The trading center, also known as the Exelon laboratory, is a 2,200-square-foot educational trading facility designed to replicate the trading floors in investment banks, brokerage houses and hedge funds on Wall Street. The center incorporates the same computer hardware, software, networks and market data feeds found in every major financial institution throughout the world.

The center receives real-time and historical data from Bloomberg and Reuters on stocks, bonds, commodities, futures, currencies, real estate, options and other derivative products. The systems also provide a variety of fundamental and technical analyses.

“Through the Exelon Trading Center, we have increased the quality of the academic experience within the college by allowing our students to experience real-time hands-on professional applications of the industry and empowering our faculty with high-tech teaching tools,” says Conrado (Bobby) M. Gempesaw, dean of Lerner College. “This discovery-based learning facility allows the college to stay abreast of the fast-paced world of financial markets.”

Kuhn says he saw a job opening at the Exelon Trading Center as an opportunity to expand his horizons and equip himself for success in the business world by learning about the financial reporting systems. “Delaware is one of the few schools that offer a trading lab to give students more skills, a chance that students at universities without trading labs do not have,” he says. “I familiarized myself with the software so that I could answer any question that a student might ask while completing an assignment or while browsing through the programs. Now I give workshops on the basics of the Bloomberg terminal.”

Kuhn says the trading center is being integrated into course curricula in Lerner College, and some courses now require students to attend workshops or complete projects using Bloomberg or Reuters services.

“This curriculum integration will introduce the lab to every business student and allow everyone the opportunity to take advantage of what the lab has to offer,” says Kuhn, who is planning to pursue a master’s degree in economics and finance at the Jönköping International Business School in Sweden.
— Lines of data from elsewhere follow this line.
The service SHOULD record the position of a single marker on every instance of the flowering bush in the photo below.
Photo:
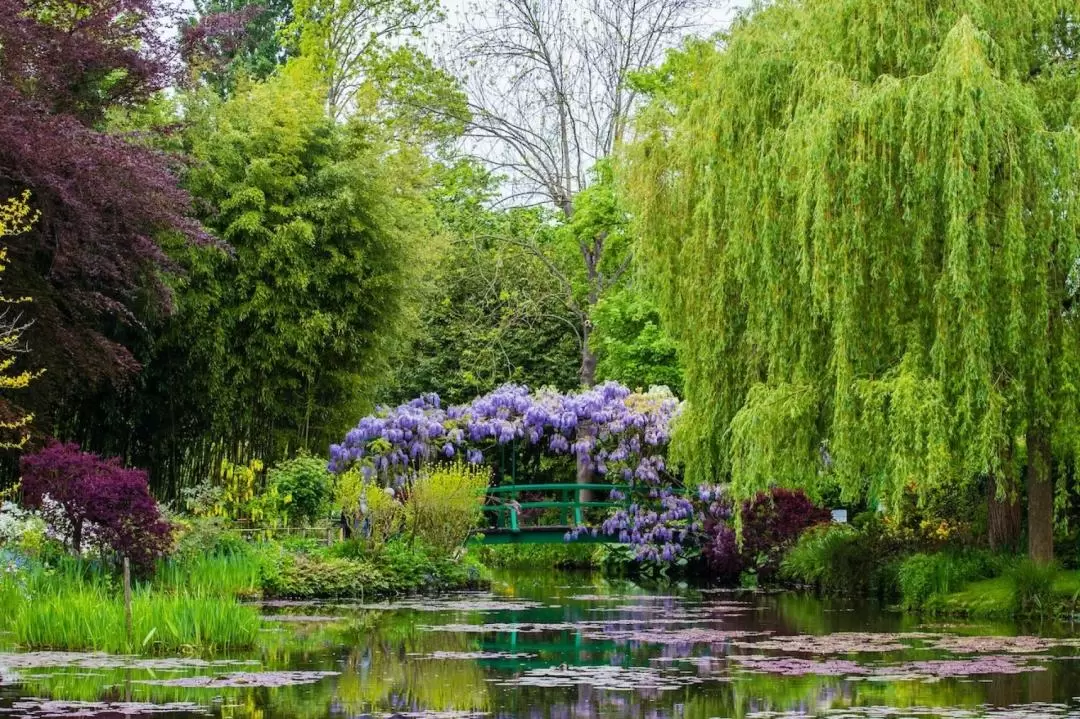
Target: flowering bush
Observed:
(90, 501)
(608, 429)
(304, 486)
(373, 514)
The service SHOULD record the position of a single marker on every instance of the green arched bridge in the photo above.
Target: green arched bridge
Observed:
(563, 509)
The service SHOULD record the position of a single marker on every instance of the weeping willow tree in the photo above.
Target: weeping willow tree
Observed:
(861, 218)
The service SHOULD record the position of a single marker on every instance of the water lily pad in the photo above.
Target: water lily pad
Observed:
(244, 679)
(55, 708)
(613, 678)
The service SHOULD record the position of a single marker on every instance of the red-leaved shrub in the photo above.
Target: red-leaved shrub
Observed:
(83, 496)
(771, 523)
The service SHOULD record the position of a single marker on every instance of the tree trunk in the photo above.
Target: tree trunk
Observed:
(1040, 498)
(588, 374)
(1002, 506)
Other services available at the Exelon Trading Center include Rotman Interactive Trader, an application that simulates a stock exchange and allows users to transact financial securities with each other on a real-time basis; SAS, an integrated system of software products that enables the programmer to perform statistical analysis, data warehousing, data entry, retrieval, management and mining; MATLAB, a system used for technical computing; and Wharton Research Data Services, a comprehensive economic and financial data management system intended solely for research purposes.